Solve: $$\dot{v}=-\frac{\gamma}{m}v+g$$

Where $\gamma,m,g$ are constants

I have to to separate the equation as $\dot{v}=\frac{dv}{dt}$ and got to:

$$\frac{dv-g}{v}=-\frac{\gamma}{m}dt$$

Answer 1

Your rearrangement is incorrect; what you can condlude is that $\frac{dv/dt-g}{v}=-\frac{\gamma}{m}$, but note that cross-multiplying by $dt$ changes $g$ to $gdt$. Harry49 has already explained how to solve the problem by separation, so I'll mention another method, that of integration factors.

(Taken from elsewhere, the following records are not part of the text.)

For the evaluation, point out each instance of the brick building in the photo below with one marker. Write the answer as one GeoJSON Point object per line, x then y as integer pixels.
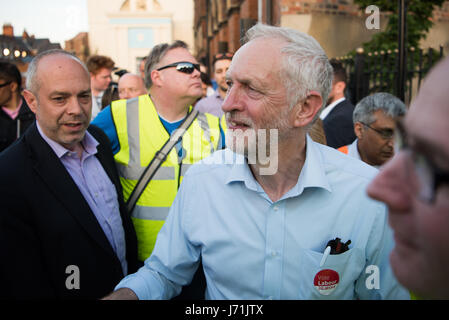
{"type": "Point", "coordinates": [79, 46]}
{"type": "Point", "coordinates": [20, 50]}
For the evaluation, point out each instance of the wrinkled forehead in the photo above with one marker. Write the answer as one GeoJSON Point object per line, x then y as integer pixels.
{"type": "Point", "coordinates": [261, 55]}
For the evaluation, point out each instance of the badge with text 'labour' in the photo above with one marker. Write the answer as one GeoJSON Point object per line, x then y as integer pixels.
{"type": "Point", "coordinates": [326, 281]}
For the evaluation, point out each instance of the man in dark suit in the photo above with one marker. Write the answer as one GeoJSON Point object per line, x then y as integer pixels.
{"type": "Point", "coordinates": [64, 229]}
{"type": "Point", "coordinates": [15, 116]}
{"type": "Point", "coordinates": [337, 116]}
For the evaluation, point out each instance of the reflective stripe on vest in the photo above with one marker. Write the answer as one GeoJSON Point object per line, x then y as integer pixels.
{"type": "Point", "coordinates": [141, 134]}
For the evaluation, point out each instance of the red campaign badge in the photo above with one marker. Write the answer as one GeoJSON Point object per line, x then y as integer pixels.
{"type": "Point", "coordinates": [326, 281]}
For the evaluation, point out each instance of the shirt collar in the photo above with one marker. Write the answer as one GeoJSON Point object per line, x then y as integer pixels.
{"type": "Point", "coordinates": [313, 174]}
{"type": "Point", "coordinates": [329, 108]}
{"type": "Point", "coordinates": [89, 144]}
{"type": "Point", "coordinates": [217, 95]}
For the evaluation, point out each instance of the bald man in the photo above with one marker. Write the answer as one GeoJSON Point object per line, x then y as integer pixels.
{"type": "Point", "coordinates": [64, 229]}
{"type": "Point", "coordinates": [131, 85]}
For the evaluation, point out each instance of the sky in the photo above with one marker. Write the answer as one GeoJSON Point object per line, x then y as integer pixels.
{"type": "Point", "coordinates": [57, 20]}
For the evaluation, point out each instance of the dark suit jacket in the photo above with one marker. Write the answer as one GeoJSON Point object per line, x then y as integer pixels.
{"type": "Point", "coordinates": [46, 226]}
{"type": "Point", "coordinates": [338, 125]}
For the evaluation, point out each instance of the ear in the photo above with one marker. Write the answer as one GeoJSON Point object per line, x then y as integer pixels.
{"type": "Point", "coordinates": [340, 87]}
{"type": "Point", "coordinates": [31, 100]}
{"type": "Point", "coordinates": [358, 130]}
{"type": "Point", "coordinates": [307, 109]}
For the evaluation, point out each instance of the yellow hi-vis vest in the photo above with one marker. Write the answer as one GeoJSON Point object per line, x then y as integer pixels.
{"type": "Point", "coordinates": [141, 134]}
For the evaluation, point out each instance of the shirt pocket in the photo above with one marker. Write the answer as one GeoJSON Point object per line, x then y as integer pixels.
{"type": "Point", "coordinates": [347, 265]}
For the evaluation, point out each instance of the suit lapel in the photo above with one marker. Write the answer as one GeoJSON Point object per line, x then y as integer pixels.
{"type": "Point", "coordinates": [51, 170]}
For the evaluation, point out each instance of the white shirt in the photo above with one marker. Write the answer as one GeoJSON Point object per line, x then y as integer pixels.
{"type": "Point", "coordinates": [96, 104]}
{"type": "Point", "coordinates": [329, 108]}
{"type": "Point", "coordinates": [254, 248]}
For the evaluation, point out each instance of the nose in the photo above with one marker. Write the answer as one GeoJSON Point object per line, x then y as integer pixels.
{"type": "Point", "coordinates": [391, 185]}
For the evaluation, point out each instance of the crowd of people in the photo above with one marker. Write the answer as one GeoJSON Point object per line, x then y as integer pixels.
{"type": "Point", "coordinates": [157, 186]}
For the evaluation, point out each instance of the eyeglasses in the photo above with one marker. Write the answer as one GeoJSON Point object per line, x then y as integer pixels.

Our original equation is $\dot{v}+Pv=Q$ with $P:=\frac{\gamma}{m},\,Q:=g$, neither of which depend on $v$. The procedure I'm about to describe does require this, but it allows for a $t$-dependence.

Write $R:=\exp\int Pdt$ so $R^\prime=RP,\,(Rv)^\prime=RQ,\,v=R^{-1}\int RQdt$. With indefinite integration $P$ ($R$) is determined up to an additive (multiplicative) constant, while $v$ is determined up to $CR$ with $C$ an integration constant, regardless of which antiderivative of $P$ is chosen in defining $R$.

In the case at hand $v=e^{-\gamma t/m}\int ge^{\gamma t/m} dt=Ce^{-\gamma t/m}+\frac{mg}{\gamma}$. If $v_0$ denotes the $t=0$ value of $v$, $v=(v_0-\frac{mg}{\gamma})e^{-\gamma t/m}+\frac{mg}{\gamma}$.

Edit: as for separation, we get $t-t_0=-\frac{m}{\gamma}\ln |g-\frac{\gamma v}{m}|\implies v=g\mp\frac{m}{\gamma}\exp\frac{\gamma (t-t_0)}{m}$, which can be manipulated in the same way.